Look, it’s a lot better than a guy like Steve Jobs who just sat on his cash and didn’t take that pivot into philanthropy to at least have a chance to give something back. To answer your specific question, it’s just the latest. It’s a long tradition. We could even take it back to Roman emperors with public works programs that were really ostensibly about taking their image and visage and blowing it out onto coins, into public spaces. It probably even goes back farther than that in ways I’m not familiar with, but it’s this long string of self-aggrandizement and attempt for some kind of immortality beyond what we would otherwise have. It works. It works.
Some of the exciting news coming out of that was that the 21st century royalty were also looking for solutions to climate change using their own money to back it, with Bill Gates being one of the front people for that and Mark Zuckerberg as well. It reminds me in a lot of ways of this … They’re not democratic representatives anymore. They’re private individuals with a lot of power accumulated in 1 generation. It seems to me that they are operating so far ostensibly for the public good, but outside of the bounds of our normal political process, of any sort of democratic process. They have global influence. They have a global stage for their works.

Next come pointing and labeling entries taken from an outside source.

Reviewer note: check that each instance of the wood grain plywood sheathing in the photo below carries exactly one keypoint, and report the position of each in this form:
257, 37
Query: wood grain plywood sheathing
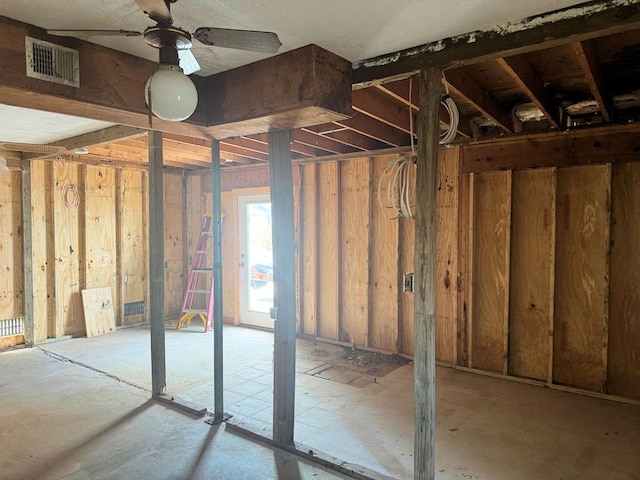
354, 251
100, 227
384, 302
11, 265
307, 252
624, 319
462, 278
41, 209
69, 317
406, 247
582, 276
446, 255
133, 242
98, 311
173, 245
491, 232
532, 273
327, 250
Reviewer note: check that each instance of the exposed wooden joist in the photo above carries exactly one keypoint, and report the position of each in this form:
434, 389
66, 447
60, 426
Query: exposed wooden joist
425, 274
521, 71
400, 91
375, 129
383, 108
353, 139
593, 73
581, 22
296, 147
618, 144
312, 139
468, 88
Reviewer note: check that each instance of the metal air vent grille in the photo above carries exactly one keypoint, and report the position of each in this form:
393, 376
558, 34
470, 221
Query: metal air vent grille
52, 63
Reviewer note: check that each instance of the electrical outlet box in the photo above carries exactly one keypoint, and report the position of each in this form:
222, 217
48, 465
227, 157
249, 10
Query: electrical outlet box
407, 282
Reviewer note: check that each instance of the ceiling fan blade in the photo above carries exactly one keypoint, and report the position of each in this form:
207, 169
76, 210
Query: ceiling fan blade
94, 33
157, 10
188, 62
253, 41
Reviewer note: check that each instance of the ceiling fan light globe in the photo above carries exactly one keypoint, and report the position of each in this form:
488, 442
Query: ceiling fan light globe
173, 95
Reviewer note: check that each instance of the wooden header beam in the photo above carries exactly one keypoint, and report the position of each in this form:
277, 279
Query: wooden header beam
581, 22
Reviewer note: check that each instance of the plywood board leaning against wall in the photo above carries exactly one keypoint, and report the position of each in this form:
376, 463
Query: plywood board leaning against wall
624, 318
532, 273
98, 311
581, 278
383, 268
100, 227
491, 217
11, 288
354, 252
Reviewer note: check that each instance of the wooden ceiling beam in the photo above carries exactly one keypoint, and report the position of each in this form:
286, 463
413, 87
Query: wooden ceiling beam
593, 73
469, 89
400, 91
375, 129
589, 20
315, 140
382, 107
521, 72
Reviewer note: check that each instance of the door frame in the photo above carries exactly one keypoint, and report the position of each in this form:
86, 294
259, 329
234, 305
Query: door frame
237, 193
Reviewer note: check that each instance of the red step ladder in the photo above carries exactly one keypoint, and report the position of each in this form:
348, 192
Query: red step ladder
199, 267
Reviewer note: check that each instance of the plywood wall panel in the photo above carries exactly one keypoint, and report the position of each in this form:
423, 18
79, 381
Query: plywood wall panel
581, 279
133, 242
383, 273
11, 265
491, 231
100, 227
447, 255
532, 269
41, 226
354, 251
624, 319
307, 250
406, 247
327, 249
462, 279
230, 283
174, 254
69, 252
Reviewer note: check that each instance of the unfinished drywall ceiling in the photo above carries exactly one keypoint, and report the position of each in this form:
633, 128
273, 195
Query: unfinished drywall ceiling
354, 30
22, 125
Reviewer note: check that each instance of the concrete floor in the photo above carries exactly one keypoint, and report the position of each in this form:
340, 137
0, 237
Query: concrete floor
88, 424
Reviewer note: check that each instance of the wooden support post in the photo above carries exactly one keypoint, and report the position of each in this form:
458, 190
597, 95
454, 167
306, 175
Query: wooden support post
285, 292
218, 388
424, 264
156, 264
27, 255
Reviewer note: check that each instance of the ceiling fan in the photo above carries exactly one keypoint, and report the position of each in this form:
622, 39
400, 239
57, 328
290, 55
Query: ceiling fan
170, 93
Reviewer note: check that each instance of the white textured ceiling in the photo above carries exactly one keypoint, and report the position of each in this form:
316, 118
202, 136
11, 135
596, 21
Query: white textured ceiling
353, 29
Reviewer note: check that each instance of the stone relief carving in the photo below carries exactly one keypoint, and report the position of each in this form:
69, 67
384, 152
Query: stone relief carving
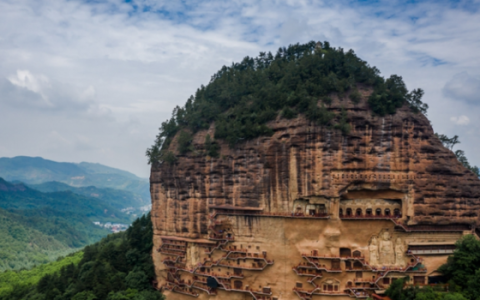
383, 252
373, 249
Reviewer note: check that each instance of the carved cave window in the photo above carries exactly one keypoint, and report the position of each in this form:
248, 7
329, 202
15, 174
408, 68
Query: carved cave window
335, 264
345, 252
237, 284
348, 265
357, 265
419, 280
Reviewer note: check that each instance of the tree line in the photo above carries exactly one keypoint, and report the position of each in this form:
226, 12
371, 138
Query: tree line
298, 79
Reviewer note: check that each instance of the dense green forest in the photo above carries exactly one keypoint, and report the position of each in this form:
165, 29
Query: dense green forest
117, 198
37, 227
36, 170
299, 79
461, 273
116, 268
450, 143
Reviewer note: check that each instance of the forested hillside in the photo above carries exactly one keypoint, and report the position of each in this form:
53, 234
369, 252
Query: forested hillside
37, 227
36, 170
118, 267
11, 279
299, 79
117, 198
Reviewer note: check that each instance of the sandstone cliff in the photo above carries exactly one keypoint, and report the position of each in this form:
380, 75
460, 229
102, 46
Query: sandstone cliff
396, 154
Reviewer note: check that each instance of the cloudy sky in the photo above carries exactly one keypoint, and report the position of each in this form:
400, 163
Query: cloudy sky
92, 80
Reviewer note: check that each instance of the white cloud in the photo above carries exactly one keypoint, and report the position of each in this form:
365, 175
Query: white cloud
461, 120
88, 68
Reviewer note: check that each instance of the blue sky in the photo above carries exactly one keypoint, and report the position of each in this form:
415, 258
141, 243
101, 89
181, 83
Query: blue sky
93, 80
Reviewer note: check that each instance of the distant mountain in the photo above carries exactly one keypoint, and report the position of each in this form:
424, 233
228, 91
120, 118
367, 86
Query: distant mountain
36, 170
37, 226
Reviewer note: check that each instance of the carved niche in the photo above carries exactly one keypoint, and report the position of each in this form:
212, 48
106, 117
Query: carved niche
383, 252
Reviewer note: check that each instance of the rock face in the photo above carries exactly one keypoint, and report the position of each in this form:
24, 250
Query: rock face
338, 209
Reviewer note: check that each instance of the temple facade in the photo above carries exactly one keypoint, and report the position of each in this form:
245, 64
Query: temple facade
310, 213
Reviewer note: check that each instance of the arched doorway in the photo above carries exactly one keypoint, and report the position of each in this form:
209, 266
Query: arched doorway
345, 252
396, 212
238, 284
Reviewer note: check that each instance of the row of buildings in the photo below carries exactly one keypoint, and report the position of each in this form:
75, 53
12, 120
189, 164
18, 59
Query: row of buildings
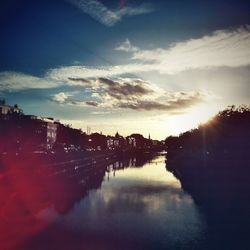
20, 132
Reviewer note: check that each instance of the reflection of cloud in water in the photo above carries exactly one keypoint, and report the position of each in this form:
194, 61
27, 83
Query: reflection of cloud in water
139, 208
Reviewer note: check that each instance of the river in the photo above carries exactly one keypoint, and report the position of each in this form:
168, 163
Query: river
138, 205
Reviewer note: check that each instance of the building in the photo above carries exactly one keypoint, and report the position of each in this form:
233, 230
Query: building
7, 109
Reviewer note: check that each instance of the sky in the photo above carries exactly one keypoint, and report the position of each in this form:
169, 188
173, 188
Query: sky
148, 67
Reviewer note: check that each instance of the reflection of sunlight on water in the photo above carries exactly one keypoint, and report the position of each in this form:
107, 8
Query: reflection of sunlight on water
154, 172
145, 204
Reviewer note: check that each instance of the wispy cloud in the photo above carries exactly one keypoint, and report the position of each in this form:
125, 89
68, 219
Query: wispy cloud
223, 48
229, 48
14, 81
106, 16
133, 94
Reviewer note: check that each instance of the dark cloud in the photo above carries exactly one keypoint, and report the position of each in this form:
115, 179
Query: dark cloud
126, 90
133, 94
169, 105
92, 103
82, 80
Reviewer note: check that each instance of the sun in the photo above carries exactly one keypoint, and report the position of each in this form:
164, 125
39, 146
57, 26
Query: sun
191, 119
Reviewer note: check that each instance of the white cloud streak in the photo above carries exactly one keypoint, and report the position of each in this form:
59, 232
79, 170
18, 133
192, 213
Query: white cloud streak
132, 94
106, 16
14, 81
223, 48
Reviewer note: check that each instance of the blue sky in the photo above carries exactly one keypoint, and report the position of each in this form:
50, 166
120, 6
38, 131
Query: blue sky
158, 67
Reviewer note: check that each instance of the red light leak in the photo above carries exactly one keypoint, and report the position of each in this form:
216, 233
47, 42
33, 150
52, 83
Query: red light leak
25, 191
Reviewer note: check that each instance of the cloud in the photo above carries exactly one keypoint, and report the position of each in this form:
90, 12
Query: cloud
106, 16
223, 48
229, 48
61, 97
14, 81
134, 94
126, 46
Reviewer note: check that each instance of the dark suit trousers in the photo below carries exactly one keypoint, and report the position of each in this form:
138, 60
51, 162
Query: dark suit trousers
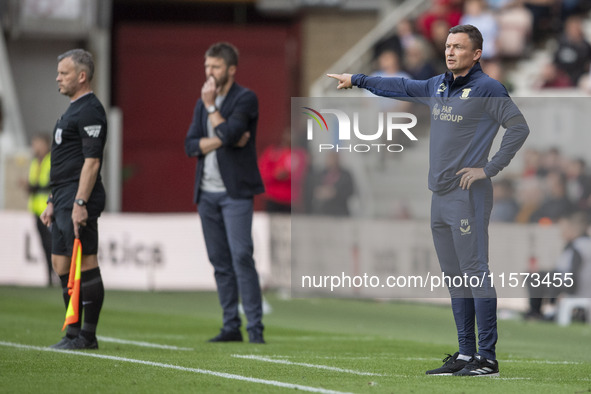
227, 229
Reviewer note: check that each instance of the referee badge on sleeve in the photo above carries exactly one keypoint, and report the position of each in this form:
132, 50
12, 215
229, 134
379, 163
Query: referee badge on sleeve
93, 131
58, 136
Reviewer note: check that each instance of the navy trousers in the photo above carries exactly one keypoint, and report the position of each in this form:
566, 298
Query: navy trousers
227, 228
459, 224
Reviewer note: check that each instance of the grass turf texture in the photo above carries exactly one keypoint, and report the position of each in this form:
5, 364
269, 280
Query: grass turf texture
395, 339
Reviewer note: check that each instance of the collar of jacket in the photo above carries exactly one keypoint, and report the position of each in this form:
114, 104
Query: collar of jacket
459, 81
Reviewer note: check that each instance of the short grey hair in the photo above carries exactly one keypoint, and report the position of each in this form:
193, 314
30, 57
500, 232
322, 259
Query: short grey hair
82, 59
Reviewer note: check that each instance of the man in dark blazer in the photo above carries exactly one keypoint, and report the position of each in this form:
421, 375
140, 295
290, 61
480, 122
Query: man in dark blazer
222, 136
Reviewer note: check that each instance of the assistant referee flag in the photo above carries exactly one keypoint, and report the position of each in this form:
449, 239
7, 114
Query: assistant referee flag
73, 311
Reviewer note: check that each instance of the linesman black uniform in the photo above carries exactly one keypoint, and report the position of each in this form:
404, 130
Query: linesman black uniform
80, 133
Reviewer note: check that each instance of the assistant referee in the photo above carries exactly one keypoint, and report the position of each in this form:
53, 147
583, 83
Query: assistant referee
77, 194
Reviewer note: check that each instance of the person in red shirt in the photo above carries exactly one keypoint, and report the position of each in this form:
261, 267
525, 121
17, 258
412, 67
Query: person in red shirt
282, 167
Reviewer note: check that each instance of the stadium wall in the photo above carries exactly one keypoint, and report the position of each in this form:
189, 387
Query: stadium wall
167, 252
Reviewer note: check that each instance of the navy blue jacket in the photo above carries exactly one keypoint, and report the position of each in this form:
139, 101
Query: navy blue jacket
465, 117
238, 166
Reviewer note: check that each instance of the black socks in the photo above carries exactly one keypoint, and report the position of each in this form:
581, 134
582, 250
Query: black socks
73, 329
92, 294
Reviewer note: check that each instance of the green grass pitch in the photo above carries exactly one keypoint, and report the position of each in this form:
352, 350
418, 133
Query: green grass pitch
327, 345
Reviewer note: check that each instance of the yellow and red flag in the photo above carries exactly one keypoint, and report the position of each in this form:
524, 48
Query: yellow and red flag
73, 312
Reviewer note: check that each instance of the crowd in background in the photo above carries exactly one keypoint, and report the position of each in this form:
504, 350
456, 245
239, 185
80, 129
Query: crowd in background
511, 29
551, 186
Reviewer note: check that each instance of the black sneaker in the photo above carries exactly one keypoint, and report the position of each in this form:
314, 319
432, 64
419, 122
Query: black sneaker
80, 343
227, 336
63, 342
451, 364
480, 366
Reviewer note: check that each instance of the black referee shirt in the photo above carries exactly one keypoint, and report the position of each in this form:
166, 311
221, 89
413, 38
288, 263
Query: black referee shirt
80, 133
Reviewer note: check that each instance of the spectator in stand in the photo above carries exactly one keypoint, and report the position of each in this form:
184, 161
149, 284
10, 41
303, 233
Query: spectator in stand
442, 10
552, 77
282, 167
546, 16
406, 34
575, 260
331, 189
578, 184
515, 30
417, 60
530, 197
573, 55
531, 163
477, 14
388, 63
556, 203
551, 161
440, 31
505, 206
494, 69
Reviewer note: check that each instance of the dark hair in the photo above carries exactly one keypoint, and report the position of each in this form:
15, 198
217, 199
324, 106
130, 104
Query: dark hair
224, 50
473, 34
82, 59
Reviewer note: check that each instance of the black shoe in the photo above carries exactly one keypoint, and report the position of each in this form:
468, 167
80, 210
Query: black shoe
256, 337
63, 342
450, 365
80, 343
480, 366
227, 336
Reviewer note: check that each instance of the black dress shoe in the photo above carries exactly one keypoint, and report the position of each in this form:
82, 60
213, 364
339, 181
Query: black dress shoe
227, 336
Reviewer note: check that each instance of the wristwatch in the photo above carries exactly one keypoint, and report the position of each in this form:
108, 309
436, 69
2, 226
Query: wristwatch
211, 109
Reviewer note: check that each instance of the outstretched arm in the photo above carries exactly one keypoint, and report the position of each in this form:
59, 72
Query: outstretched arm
344, 80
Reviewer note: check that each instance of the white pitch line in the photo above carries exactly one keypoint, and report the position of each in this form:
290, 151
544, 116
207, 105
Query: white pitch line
549, 362
317, 366
143, 344
543, 362
177, 367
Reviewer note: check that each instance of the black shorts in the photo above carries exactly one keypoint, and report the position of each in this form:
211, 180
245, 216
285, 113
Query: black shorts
62, 229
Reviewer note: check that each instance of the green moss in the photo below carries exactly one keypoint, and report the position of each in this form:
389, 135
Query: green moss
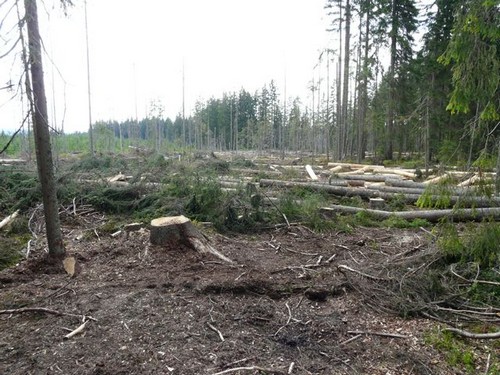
457, 353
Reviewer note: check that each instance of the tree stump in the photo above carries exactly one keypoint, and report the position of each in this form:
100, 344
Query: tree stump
179, 230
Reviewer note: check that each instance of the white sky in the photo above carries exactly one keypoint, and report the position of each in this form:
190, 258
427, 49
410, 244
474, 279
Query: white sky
138, 48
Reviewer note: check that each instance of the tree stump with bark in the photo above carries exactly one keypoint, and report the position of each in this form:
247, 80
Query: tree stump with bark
179, 230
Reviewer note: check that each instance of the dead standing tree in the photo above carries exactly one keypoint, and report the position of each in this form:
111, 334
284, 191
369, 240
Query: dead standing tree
41, 132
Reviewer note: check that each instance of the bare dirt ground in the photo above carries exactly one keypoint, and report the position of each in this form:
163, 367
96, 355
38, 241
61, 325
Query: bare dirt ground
283, 309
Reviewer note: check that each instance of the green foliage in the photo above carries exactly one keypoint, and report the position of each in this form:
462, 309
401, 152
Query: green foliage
475, 255
12, 239
457, 353
116, 200
478, 244
19, 190
105, 163
449, 152
474, 54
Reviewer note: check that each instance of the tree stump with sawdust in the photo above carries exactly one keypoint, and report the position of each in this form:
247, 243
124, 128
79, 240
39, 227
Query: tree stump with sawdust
179, 230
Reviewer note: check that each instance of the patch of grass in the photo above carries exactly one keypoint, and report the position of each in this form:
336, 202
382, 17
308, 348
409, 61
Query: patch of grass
456, 352
475, 256
12, 240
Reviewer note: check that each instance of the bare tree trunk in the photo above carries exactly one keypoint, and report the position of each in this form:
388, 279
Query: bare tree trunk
497, 177
42, 134
392, 88
91, 135
345, 88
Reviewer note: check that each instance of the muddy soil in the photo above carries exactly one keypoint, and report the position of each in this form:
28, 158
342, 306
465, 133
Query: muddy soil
284, 308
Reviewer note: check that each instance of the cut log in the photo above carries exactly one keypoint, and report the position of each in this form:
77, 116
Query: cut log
397, 172
8, 219
311, 173
437, 179
370, 177
377, 203
462, 201
179, 230
336, 169
464, 214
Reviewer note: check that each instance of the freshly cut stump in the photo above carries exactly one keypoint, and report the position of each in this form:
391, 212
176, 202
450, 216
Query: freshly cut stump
179, 230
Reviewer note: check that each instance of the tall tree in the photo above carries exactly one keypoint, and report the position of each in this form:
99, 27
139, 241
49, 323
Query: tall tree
402, 24
474, 54
42, 135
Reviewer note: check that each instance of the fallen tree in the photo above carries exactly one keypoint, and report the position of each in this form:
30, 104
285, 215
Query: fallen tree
461, 201
465, 214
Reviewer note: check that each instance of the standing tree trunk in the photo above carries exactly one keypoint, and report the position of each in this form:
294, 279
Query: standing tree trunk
42, 134
345, 87
392, 86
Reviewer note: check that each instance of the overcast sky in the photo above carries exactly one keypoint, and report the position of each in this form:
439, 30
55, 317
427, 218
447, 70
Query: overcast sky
138, 50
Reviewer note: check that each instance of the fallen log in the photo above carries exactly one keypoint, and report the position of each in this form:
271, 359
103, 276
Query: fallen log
465, 214
173, 231
352, 165
8, 219
311, 173
367, 177
462, 201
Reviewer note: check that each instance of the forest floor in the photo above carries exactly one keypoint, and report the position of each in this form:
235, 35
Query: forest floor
173, 311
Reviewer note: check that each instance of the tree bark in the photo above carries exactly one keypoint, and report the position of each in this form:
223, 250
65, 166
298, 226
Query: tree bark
42, 135
179, 230
464, 214
369, 193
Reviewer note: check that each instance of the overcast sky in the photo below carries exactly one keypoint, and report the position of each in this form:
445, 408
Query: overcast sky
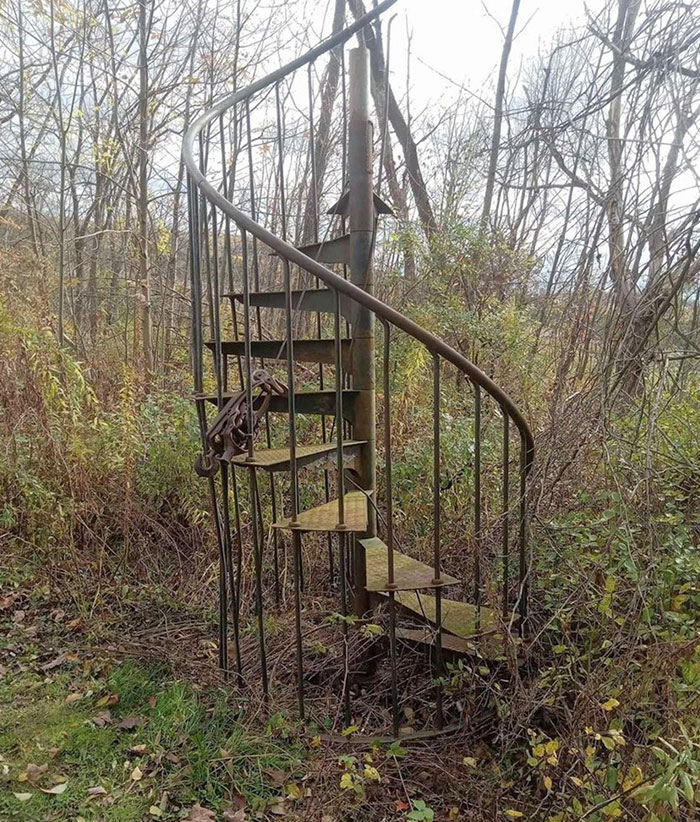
461, 40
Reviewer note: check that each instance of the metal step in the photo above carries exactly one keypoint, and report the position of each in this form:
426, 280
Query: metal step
426, 636
325, 517
305, 402
319, 351
458, 618
409, 574
277, 459
308, 299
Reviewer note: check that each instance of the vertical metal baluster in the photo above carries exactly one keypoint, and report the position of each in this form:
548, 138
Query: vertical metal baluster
505, 512
228, 254
211, 268
197, 238
256, 281
228, 184
342, 560
225, 532
294, 522
436, 535
477, 504
253, 485
235, 612
344, 168
339, 413
391, 584
228, 473
315, 210
524, 569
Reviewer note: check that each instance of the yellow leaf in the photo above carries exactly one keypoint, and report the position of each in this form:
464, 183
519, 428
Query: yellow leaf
56, 790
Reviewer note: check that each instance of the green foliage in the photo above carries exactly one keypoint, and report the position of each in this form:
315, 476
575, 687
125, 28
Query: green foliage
190, 745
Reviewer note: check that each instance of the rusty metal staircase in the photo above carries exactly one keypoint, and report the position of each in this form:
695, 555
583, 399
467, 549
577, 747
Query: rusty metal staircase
250, 283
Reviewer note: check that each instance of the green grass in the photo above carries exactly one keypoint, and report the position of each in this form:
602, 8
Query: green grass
197, 749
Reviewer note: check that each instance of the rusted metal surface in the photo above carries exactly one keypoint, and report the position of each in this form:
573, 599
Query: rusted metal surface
230, 432
409, 574
230, 245
325, 517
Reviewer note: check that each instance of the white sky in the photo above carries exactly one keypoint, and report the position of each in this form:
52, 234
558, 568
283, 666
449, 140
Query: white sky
461, 40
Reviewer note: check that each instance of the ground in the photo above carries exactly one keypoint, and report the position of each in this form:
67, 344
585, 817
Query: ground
114, 725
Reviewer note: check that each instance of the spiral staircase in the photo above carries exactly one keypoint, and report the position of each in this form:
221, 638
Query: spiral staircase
284, 326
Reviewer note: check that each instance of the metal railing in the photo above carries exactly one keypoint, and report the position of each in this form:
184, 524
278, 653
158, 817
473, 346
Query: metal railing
217, 256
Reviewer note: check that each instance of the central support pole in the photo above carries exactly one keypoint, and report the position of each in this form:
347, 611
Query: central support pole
361, 214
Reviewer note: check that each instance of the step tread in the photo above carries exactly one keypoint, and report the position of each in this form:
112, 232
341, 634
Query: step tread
271, 457
426, 636
305, 350
409, 573
325, 517
326, 392
458, 618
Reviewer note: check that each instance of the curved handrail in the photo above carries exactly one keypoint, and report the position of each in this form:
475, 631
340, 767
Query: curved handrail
385, 312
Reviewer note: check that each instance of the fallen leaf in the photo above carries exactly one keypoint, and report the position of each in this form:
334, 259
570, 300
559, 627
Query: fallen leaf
130, 722
57, 790
35, 772
7, 601
102, 719
277, 776
97, 790
55, 663
199, 814
232, 814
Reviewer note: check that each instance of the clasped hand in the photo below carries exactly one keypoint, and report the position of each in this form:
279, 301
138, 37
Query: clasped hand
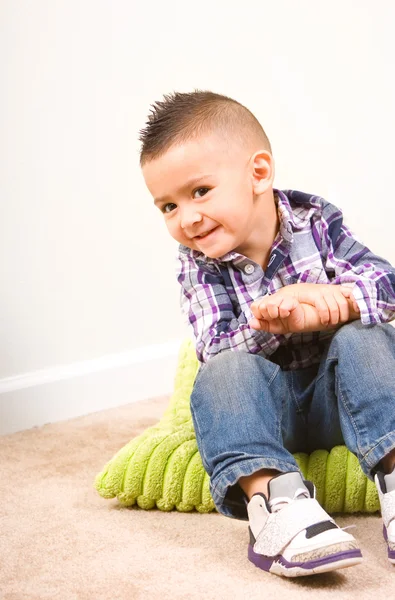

This is a post-corporate environment that I’m talking about, because you’re no longer talking about a corporation which is beholden to, at the very least, stockholders and maybe to some extent, employees and things like that. These are individuals now. As we understand that, taxes are a very important part of this. The tax burdens are spread out across multiple countries. They have more in common with each other than they have with the citizens of the United States or really any other country. This is sort of the digital pinnacle of power that we’re seeing manifest here. Good on them if they’re able to help mitigate climate change, but it’s sort of like, “Oh, there’s the President of the United States. There’s the President of France. Then there’s the Duke of Microsoft and the Baron of Facebook.”
There aren’t a lot of checks and balances anymore, or at least the ones that are in place are all artifacts of the 20th century and so not very effective. Whatever checks and balances are going to come, they’re not there yet. It’s an interesting time for this to happen, because we’ve got so many problems that we’d like to solve. At the same time, we have a new class of people who are outside of the bounds of nation-states and democratic process in a way that has not been seen exactly in this way before.